La décision rendue ce 31 janvier 2020 dans le cadre d’une question prioritaire de constitutionnalité (QPC) est inédite : le Conseil constitutionnel a retenu l’existence d’« objectifs de valeur constitutionnelle de protection de la santé et de l’environnement », susceptibles de justifier des atteintes à la liberté d’entreprendre, y compris lorsque c’est la protection de la santé et de l’environnement à l’étranger qui est en jeu.

L’interdiction de produire des pesticides interdits, même pour l’exportation

Le Conseil constitutionnel avait été saisi le 7 novembre 2019 par le Conseil d’Etat d’une QPC relative à la constitutionnalité d’une disposition issue de la loi n°2018-938 du 30 octobre 2018 « pour l’équilibre des relations commerciales dans le secteur agricole et alimentaire et une alimentation saine, durable et accessible à tous », dite Loi EGALIM.

La disposition en cause – l’article L253-8 (IV) du code rural et de la pêche maritime – interdit à compter du 1er janvier 2022 « la production, le stockage et la circulation de produits phytopharmaceutiques contenant des substances actives non approuvées pour des raisons liées à la protection de la santé humaine ou animale ou de l’environnement conformément au règlement (CE) n° 1107/2009 du Parlement européen et du Conseil du 21 octobre 2009 précitée, sous réserve du respect des règles de l’Organisation mondiale du commerce. »

En d’autres termes, la loi interdisait la production en France de pesticides interdits à la commercialisation en Europe, quand bien même ces produits seraient destinés à l’exportation en dehors de l’Europe.

L’Union des industries de la protection des plantes, rejointe par l’Union française des semenciers, a soutenu qu’une telle mesure porte atteinte à la liberté d’entreprendre en ce qu’elle compromet l’activité d’entreprises productrices ou exportatrices des produits visés.

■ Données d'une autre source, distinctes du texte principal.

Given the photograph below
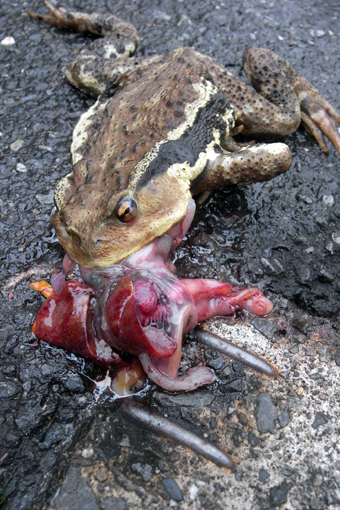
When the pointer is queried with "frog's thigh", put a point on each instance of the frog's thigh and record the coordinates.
(272, 109)
(253, 164)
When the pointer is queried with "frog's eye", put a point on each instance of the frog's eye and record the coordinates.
(127, 210)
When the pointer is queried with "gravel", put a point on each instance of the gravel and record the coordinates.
(282, 236)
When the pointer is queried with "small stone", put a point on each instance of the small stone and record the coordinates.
(322, 354)
(320, 419)
(197, 399)
(336, 237)
(285, 472)
(294, 349)
(265, 326)
(113, 503)
(8, 389)
(101, 474)
(144, 470)
(74, 493)
(75, 384)
(278, 494)
(318, 479)
(284, 374)
(21, 168)
(238, 474)
(263, 475)
(253, 439)
(15, 146)
(217, 363)
(163, 466)
(172, 489)
(213, 423)
(265, 413)
(125, 441)
(87, 453)
(46, 199)
(174, 456)
(8, 41)
(225, 372)
(328, 200)
(284, 419)
(242, 418)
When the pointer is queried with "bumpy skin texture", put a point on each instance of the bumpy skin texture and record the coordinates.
(159, 132)
(163, 124)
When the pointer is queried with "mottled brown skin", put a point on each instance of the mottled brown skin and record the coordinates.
(141, 143)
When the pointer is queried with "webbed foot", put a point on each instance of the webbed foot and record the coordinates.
(320, 119)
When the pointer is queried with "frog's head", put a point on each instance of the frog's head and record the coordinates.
(98, 228)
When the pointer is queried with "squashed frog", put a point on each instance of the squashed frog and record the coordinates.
(159, 133)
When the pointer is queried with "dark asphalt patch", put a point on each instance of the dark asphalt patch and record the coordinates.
(281, 236)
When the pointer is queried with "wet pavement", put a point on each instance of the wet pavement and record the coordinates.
(65, 446)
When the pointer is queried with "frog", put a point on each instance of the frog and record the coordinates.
(161, 131)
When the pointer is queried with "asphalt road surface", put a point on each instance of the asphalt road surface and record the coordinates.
(63, 444)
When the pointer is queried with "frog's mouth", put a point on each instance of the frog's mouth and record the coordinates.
(139, 308)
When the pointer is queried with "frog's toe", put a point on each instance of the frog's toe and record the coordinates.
(320, 119)
(56, 17)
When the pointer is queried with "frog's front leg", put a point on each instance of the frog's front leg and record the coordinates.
(98, 67)
(248, 165)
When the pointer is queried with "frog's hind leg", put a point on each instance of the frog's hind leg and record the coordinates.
(99, 66)
(277, 81)
(245, 166)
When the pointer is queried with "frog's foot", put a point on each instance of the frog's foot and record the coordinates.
(97, 24)
(248, 165)
(289, 100)
(320, 119)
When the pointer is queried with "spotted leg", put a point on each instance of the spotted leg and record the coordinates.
(245, 166)
(277, 81)
(100, 65)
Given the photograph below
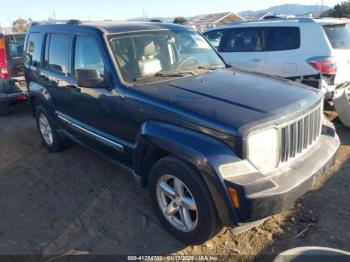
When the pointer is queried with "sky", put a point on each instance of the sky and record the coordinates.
(38, 10)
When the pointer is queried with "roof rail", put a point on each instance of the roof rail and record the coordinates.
(57, 22)
(74, 22)
(299, 19)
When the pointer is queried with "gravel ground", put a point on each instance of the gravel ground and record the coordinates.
(75, 200)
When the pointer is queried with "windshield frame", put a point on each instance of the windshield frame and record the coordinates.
(128, 83)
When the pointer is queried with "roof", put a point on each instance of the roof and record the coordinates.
(288, 22)
(121, 27)
(213, 18)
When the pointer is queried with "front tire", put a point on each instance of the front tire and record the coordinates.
(48, 130)
(182, 201)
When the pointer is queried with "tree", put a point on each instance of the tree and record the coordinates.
(180, 20)
(340, 10)
(21, 25)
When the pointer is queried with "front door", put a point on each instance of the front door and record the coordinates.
(98, 112)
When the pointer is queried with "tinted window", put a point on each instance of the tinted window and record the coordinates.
(87, 55)
(283, 38)
(56, 52)
(214, 37)
(14, 45)
(34, 49)
(338, 35)
(244, 40)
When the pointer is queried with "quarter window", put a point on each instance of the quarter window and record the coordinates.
(283, 38)
(56, 53)
(87, 55)
(244, 40)
(33, 49)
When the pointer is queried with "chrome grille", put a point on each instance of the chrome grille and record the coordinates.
(299, 135)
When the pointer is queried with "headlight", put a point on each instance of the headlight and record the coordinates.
(263, 149)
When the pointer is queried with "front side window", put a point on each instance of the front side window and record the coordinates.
(87, 55)
(15, 45)
(56, 53)
(33, 50)
(161, 54)
(283, 38)
(244, 40)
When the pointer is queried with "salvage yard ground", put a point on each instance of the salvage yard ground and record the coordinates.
(75, 200)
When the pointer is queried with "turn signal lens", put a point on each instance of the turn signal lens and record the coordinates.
(234, 197)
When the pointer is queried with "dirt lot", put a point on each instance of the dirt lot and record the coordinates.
(75, 200)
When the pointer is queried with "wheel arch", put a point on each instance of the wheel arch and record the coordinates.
(203, 153)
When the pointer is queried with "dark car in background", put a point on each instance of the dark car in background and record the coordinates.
(12, 82)
(214, 145)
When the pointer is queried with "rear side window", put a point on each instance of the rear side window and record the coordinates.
(244, 40)
(283, 38)
(338, 35)
(87, 55)
(33, 51)
(56, 52)
(214, 37)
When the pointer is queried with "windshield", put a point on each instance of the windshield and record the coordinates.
(152, 55)
(338, 35)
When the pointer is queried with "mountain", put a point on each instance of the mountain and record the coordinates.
(286, 9)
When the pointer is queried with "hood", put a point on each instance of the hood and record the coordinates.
(233, 98)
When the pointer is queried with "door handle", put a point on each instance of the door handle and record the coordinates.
(74, 88)
(256, 60)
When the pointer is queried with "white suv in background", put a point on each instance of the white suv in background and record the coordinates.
(315, 52)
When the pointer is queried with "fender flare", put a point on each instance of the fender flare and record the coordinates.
(203, 152)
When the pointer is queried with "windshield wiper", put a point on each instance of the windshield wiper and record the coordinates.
(211, 67)
(174, 73)
(166, 74)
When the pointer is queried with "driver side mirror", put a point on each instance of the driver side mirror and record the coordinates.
(89, 78)
(28, 59)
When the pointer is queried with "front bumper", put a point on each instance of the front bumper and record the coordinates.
(263, 195)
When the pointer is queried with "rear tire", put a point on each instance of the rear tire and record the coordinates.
(5, 107)
(190, 215)
(48, 130)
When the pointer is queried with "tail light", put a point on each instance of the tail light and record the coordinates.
(3, 62)
(325, 65)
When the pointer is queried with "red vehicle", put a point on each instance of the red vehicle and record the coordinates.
(12, 82)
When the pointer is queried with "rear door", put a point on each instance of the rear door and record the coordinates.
(283, 46)
(339, 38)
(245, 48)
(14, 54)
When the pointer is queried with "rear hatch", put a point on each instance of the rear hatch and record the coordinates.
(14, 55)
(339, 38)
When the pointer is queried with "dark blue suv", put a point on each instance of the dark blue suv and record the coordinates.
(215, 145)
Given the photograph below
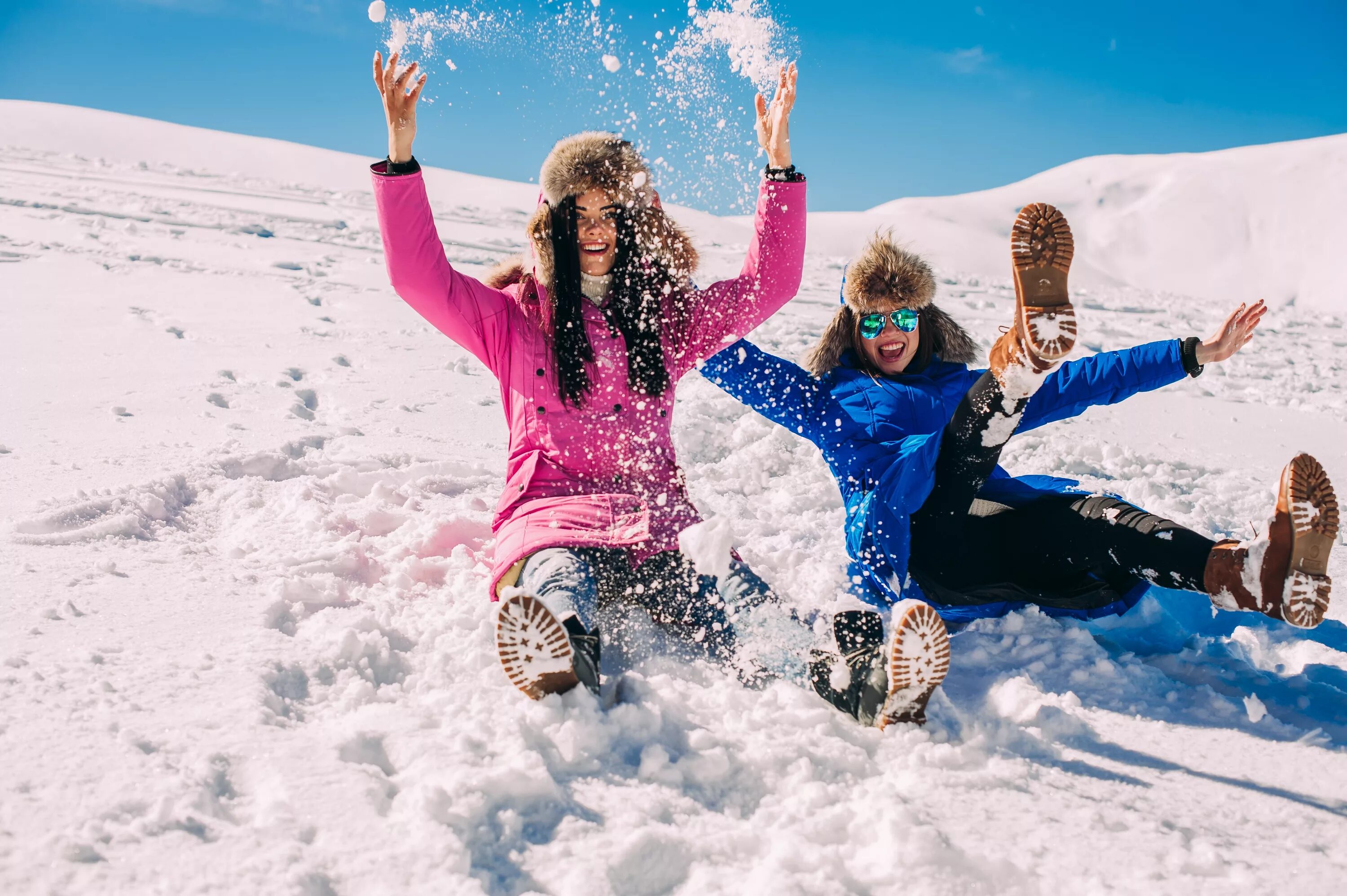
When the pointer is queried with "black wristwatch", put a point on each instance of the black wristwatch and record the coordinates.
(1189, 355)
(784, 176)
(394, 169)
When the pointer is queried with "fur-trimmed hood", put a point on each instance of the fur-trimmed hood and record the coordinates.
(885, 277)
(603, 161)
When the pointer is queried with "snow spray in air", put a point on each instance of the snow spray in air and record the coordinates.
(679, 85)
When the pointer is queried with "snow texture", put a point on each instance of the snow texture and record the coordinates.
(246, 649)
(709, 545)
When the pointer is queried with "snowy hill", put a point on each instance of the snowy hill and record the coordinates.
(244, 517)
(1238, 225)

Elle a également fait valoir que l’objectif de protection de l’environnement ne pourra en tout état de cause pas être atteint dès lors qu’il suffira aux pays importateurs de ces produits de s’approvisionner auprès d’entreprises concurrentes établies hors du territoire français, pour pouvoir continuer de les utiliser.

La protection de l’environnement, patrimoine commun des êtres humains, constitue un objectif de valeur constitutionnelle

Le Conseil constitutionnel considère dans sa décision que l’interdiction prévue par l’article L253-8 (IV) du code rural et de la pêche maritime porte atteinte à la liberté d’entreprendre. Mais il ajoute qu’il « appartient au législateur d’assurer la conciliation des objectifs précités avec l’exercice de la liberté d’entreprendre. À ce titre, le législateur est fondé à tenir compte des effets que les activités exercées en France peuvent porter à l’environnement à l’étranger ».

Le Conseil constitutionnel avait déjà retenu l’existence d’un objectif de valeur constitutionnelle de protection de la santé découlant du onzième alinéa du Préambule de la Constitution de 1946 (voir not. Décision n°90-283 DC du 8 janvier 1991). En revanche, il innove en déduisant du Préambule de la Charte de l’environnement l’existence d’un objectif de valeur constitutionnelle de « protection de l’environnement, patrimoine commun des êtres humains ».

En protégeant le patrimoine commun des êtres humains, il s’oppose à ce que la France fabrique des produits qui pourraient nuire à l’Homme.

En l’espèce, le Conseil constitutionnel considère qu’en introduisant la mesure d’interdiction en cause, le Législateur a « assuré une conciliation qui n’est pas manifestement déséquilibrée entre la liberté d’entreprendre et les objectifs de valeur constitutionnelle de protection de l’environnement et de la santé ». Pour le Conseil, l’application différée de trois ans de la mesure introduite par la Loi EGALIM laisse aux entreprises concernées un temps suffisant pour adapter leurs activités et opérer une transition vers la production et la commercialisation de solutions alternatives.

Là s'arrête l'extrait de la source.